The Internet changed the nature of information exchange dramatically and, as you might expect, the funnel. The web made available a veritable sea of information for prospective buyers, allowing them to conduct the early stages of their purchase journey independently. Marketing automation software exacerbated this change by allowing marketers to track buyer interest based on website behavior. As a result, information exchange between vendor and buyer could be targeted with much greater specificity (indicated by dashed lines replacing the dotted lines below). This targeting allows for the rise of lead nurturing practices, further delaying buyer engagement with Sales, as shown below.
The richness of this marketing-owned, digital dialog that makes up the early stages of the customer creation process has had a profound impact. Vendors now have the capacity to create an abundance of leads, educating buyers through a highly efficient, cost-effective process. As a result, today’s buyers are smarter than ever, knowing more about their options and the overall product/service landscape than previously possible without direct interaction with vendors.
Unfortunately, due to the even greater delay in sales engagement, salespeople have a much smaller window of opportunity to influence the buyer’s journey. They also have much less time to learn about the buyer, greatly inhibiting their ability to demonstrate the kind of buyer knowledge that instills trust.
To add insult to injury, these changes are having an impact on how buyers view salespeople. As part of our annual research into the behavior and preferences of IT Buyers, we asked both traditional IT professionals and line-of-business buyers why they reached out to salespeople when on a major purchase journey. Here is what they said.

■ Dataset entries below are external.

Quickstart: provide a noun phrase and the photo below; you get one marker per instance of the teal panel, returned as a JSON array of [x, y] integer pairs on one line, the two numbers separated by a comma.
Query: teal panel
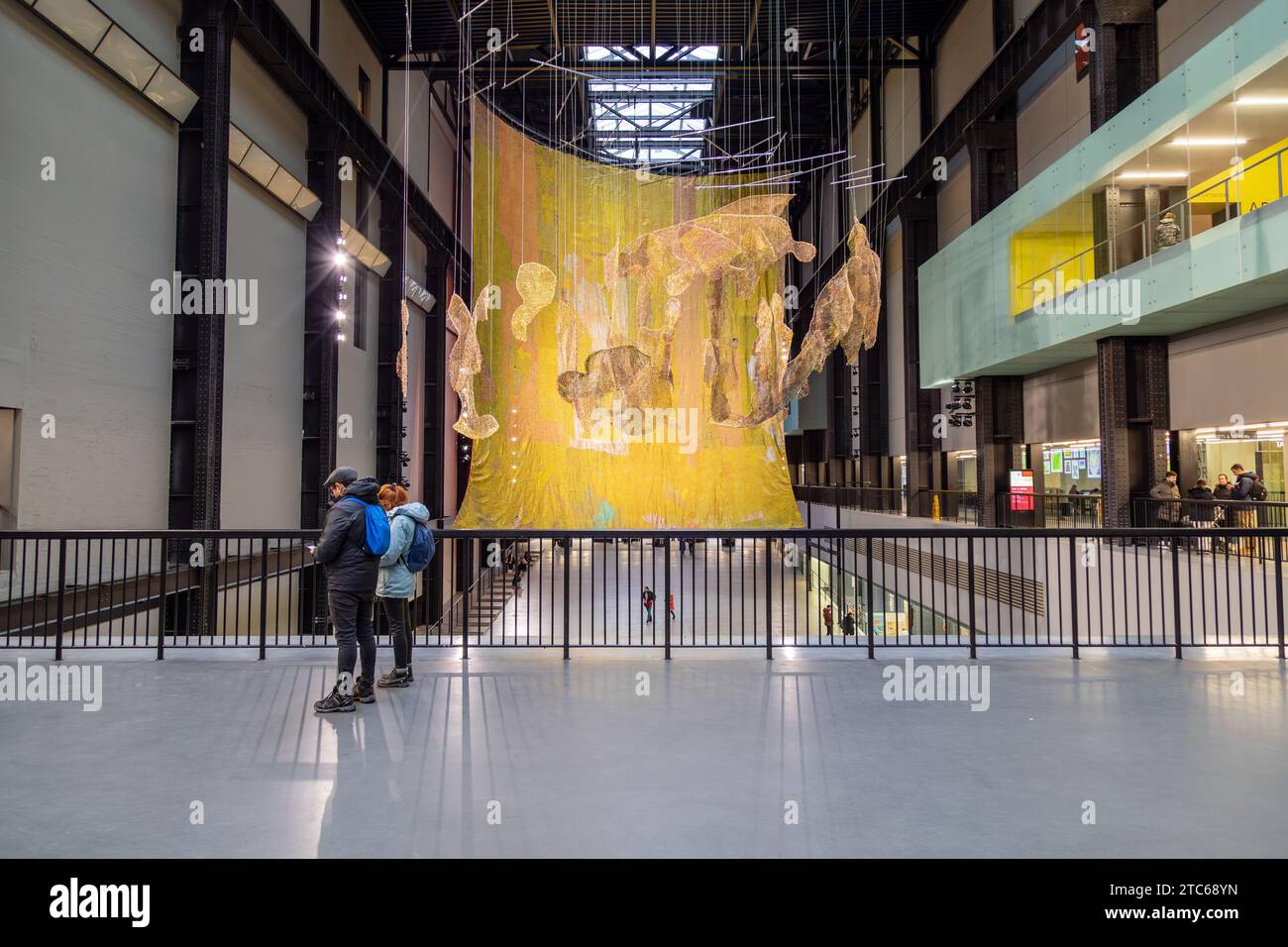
[[965, 292]]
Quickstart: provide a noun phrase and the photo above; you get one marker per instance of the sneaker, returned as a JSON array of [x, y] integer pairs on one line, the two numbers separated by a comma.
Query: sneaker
[[334, 702], [395, 678], [364, 692]]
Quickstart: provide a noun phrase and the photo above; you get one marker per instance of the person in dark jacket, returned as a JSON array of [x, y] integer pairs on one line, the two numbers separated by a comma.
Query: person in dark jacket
[[1244, 514], [351, 586]]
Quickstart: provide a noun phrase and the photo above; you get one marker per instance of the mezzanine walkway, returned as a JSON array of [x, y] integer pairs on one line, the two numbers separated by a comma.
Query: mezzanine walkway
[[578, 763]]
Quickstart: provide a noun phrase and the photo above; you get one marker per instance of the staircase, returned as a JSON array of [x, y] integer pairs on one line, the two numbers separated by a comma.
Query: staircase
[[487, 600]]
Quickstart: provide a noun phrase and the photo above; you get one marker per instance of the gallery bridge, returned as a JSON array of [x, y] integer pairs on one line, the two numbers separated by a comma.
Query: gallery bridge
[[859, 590]]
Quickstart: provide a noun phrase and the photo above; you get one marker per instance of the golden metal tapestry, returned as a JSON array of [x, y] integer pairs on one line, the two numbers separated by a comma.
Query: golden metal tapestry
[[625, 360]]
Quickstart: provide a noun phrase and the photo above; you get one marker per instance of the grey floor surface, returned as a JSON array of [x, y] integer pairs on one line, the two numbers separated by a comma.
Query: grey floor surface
[[526, 755]]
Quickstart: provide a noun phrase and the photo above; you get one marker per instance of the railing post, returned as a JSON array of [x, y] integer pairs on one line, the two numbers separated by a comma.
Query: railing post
[[263, 599], [165, 565], [970, 589], [1073, 592], [666, 600], [567, 547], [769, 598], [1279, 589], [62, 582], [465, 596], [872, 620], [1176, 592]]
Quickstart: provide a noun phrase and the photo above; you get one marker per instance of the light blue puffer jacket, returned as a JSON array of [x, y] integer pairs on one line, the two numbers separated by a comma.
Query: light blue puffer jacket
[[395, 579]]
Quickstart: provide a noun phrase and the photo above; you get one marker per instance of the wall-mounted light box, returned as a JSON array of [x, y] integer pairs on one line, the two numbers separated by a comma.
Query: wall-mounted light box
[[102, 38], [269, 174]]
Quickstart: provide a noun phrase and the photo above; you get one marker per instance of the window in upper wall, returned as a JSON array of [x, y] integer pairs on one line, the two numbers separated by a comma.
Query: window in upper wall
[[362, 195]]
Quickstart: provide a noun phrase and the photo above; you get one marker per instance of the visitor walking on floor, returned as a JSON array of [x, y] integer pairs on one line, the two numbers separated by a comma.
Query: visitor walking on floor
[[355, 536], [411, 547]]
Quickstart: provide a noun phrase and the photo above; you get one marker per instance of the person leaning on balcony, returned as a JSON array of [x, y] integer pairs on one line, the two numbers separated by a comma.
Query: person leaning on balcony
[[1244, 514], [1167, 514], [351, 586], [1167, 234]]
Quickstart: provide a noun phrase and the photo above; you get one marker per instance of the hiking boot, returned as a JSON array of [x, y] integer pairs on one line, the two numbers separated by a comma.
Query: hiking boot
[[335, 702], [364, 692], [395, 678]]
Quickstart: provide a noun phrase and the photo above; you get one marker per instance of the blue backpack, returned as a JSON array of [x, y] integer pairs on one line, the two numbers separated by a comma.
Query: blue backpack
[[421, 548], [377, 527]]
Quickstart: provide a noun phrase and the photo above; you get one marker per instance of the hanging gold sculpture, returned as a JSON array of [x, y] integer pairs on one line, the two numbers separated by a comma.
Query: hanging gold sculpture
[[467, 361], [845, 313], [536, 286]]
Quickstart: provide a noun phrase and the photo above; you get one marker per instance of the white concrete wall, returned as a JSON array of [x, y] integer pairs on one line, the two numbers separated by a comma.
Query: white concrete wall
[[415, 154], [77, 257], [953, 200], [357, 381], [861, 147], [299, 13], [263, 363], [902, 105], [1232, 368], [1063, 403], [965, 50]]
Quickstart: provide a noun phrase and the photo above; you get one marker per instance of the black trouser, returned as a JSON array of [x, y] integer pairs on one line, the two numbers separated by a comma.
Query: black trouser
[[399, 629], [351, 615]]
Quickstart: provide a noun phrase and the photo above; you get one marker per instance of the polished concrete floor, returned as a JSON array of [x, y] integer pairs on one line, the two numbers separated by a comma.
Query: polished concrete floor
[[528, 755]]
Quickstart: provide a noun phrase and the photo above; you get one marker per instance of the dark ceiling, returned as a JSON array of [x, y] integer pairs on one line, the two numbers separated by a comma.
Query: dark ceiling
[[840, 43]]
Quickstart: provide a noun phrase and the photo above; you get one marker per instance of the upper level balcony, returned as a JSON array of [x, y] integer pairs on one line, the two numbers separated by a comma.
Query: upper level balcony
[[1167, 218]]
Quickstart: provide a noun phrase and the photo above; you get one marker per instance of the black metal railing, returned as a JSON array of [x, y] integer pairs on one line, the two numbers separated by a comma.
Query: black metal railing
[[862, 589], [1020, 510]]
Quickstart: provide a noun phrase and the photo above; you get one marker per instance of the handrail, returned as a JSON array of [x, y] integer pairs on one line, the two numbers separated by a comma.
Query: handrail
[[1188, 198]]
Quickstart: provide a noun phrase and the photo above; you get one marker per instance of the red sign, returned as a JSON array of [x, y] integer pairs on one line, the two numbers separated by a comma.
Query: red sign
[[1021, 489]]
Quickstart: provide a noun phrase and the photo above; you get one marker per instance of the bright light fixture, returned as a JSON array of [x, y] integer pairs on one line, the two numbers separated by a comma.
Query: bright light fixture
[[1207, 142]]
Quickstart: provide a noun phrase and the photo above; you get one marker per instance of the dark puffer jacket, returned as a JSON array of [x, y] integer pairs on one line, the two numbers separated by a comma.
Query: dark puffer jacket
[[343, 548]]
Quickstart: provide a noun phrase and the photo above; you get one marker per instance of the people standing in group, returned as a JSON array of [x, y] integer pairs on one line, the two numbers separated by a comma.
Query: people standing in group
[[349, 549], [411, 547], [1167, 514], [1244, 492], [1199, 512]]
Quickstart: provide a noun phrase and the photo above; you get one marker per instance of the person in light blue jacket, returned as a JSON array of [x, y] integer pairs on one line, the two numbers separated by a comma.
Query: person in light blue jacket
[[397, 585]]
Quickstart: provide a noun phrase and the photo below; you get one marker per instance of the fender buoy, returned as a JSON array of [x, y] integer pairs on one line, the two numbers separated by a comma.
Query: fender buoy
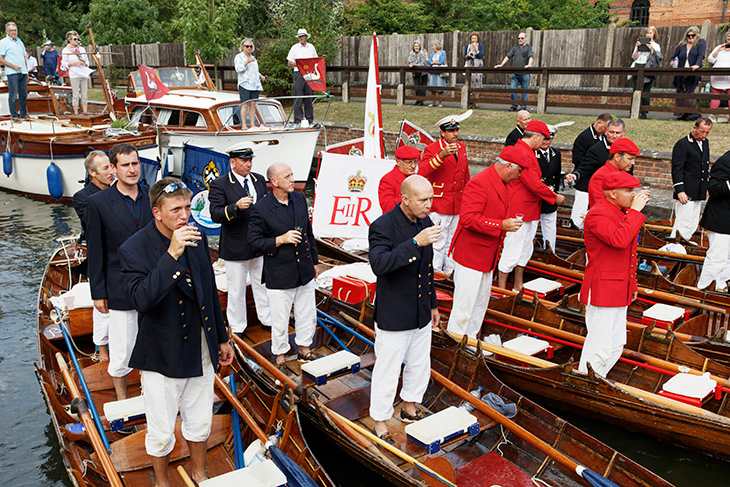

As the results show, salespeople are not viewed as good sources of information that can add strategic value to the purchase decision process. Instead of reaching out to salespeople for insights on how technology can help improve their business, salespeople are typically engaged by decision makers for tactical reasons. This is especially true for the line-of-business buyers, an increasingly important group that now makes up 80% of buying teams and controls 60% of the IT budget.
My knowledge of the many salespeople who do bring great value to their customer’s purchase processes hastens me to note that these results represent averages and there will be exceptions to the pattern noted above. That said, an alarming trend is visible. Given that the tactical reasons today’s buyers reach out to sales can be handled by junior and less skilled call center personnel, this finding poses somewhat of an existential threat to highly paid sales professionals: If they are not bringing high value insights that add strategic value to the buyer’s purchase journey, what are they doing that differentiates them from a less expensive call center rep?
What we have is a pretty dire situation for Sales. Hyper-educated buyers that don’t like to engage with sales until the last possible moment. A wealth of leads, but precious little time to get to know them well enough to tune your sales approach to their specific needs. A shrunken window of opportunity to influence the buyer’s journey, which demands that you be on-point and relevant despite a lack of knowledge about what it is that the buyer will find valuable. Skepticism that sales can bring valuable insights that add to the buyer’s purchase journey.